Honey Stinger athlete and Registered Dietitian Nutritionist, Cara Marrs, takes you through how to best fuel your body and how honey plays an important role.
I want to take this time to talk about sports fueling strategies and the background of the sugars we consume as we fuel our bodies. A piece of advice to remember: the more consistent we are with eating nutrient-dense food on a daily basis, the more flexibility we have to indulge in a post-training craving, whether that be ice cream, beer, pizza, or all three!
Fueling will make or break you in your sport. We all have the one friend who seems to eat junk food all day and then still manages to perform well, but I can tell you that your friend is either very young or very rare. The food we consume has a direct correlation with how we perform, not only on race day but every day. We get out what we put in (to our bodies). With that being said, food is life: it’s delicious and it should be fun!
Balance is what we should strive for, and to have a diet filled with complex carbohydrates for energy and fiber, healthy fats, and quality sources of protein. What that looks like can vary from person to person. One can get as many carbs from a sweet potato as another can from bread – it’s what works best for you. By incorporating a healthy portion of plants into your diet, as well as nuts, seeds, other veggies, fruits, certain whole grains like brown rice and quinoa, and beans, you are setting yourself up to hit goals for the big three – complex carbs, healthy fats, and quality protein.
Fueling on a daily basis through the meals you eat is equally as important as fueling during training and competition. Knowing what sugars work best for your body is one of the keys to success, especially for those with sensitive stomachs. Be aware of what ingredients your products contain!

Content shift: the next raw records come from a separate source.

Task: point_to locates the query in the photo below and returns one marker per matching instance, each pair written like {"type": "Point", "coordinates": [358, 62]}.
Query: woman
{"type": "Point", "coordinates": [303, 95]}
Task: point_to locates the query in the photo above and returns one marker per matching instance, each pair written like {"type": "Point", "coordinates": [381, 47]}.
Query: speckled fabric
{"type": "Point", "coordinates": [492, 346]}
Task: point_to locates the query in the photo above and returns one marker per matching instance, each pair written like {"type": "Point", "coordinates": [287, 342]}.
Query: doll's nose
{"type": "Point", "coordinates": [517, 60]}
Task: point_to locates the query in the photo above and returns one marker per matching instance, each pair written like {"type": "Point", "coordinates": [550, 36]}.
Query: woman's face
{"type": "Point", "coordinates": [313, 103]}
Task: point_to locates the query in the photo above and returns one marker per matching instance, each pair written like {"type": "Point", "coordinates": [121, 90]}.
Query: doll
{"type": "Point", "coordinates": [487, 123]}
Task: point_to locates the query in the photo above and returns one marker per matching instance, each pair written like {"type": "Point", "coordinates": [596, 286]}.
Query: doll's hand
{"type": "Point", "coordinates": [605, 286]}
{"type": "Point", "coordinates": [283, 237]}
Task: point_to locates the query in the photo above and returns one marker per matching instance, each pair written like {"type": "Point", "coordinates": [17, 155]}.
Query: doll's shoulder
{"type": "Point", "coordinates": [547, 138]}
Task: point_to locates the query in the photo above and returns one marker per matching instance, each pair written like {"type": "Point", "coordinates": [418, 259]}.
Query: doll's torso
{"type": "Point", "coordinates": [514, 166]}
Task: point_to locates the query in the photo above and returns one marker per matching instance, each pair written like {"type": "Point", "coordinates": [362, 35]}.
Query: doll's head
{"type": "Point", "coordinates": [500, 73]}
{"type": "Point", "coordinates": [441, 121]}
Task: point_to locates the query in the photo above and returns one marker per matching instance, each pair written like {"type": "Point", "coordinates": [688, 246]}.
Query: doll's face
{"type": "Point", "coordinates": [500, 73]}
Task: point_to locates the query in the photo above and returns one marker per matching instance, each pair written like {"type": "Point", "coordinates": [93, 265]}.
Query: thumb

Honey Stinger products are always going to be heavy on honey, which I think is one of nature’s best fuel sources. While regular sugar is comprised of 50% fructose and 50% glucose, honey is about 38% fructose, 32% glucose and 30% a mixture of other sugars. Fructose, one of the main components of honey, is the same sugar found in many fruits including apples, grapes, pears, and watermelon. Along with fructose and glucose, the other sugars include some that are complex, like the starchy fiber dextrin. What does this mean? Fructose breaks down quickly and is easily converted into energy by the body. So it means that honey contains enough fructose for the body to use immediately and also has additional components, like dextrin, that offer sustained energy over the course of a longer period of time.
A number of the clients I work with experience stomach sensitivities while training, some of which are due to issues with sugars like fructose, cane sugar, and even maple syrup. A common theme I have found is that added fructose may cause problems for those with sensitive stomachs; however, honey in its natural form is typically fine. Again, mother-nature works her magic!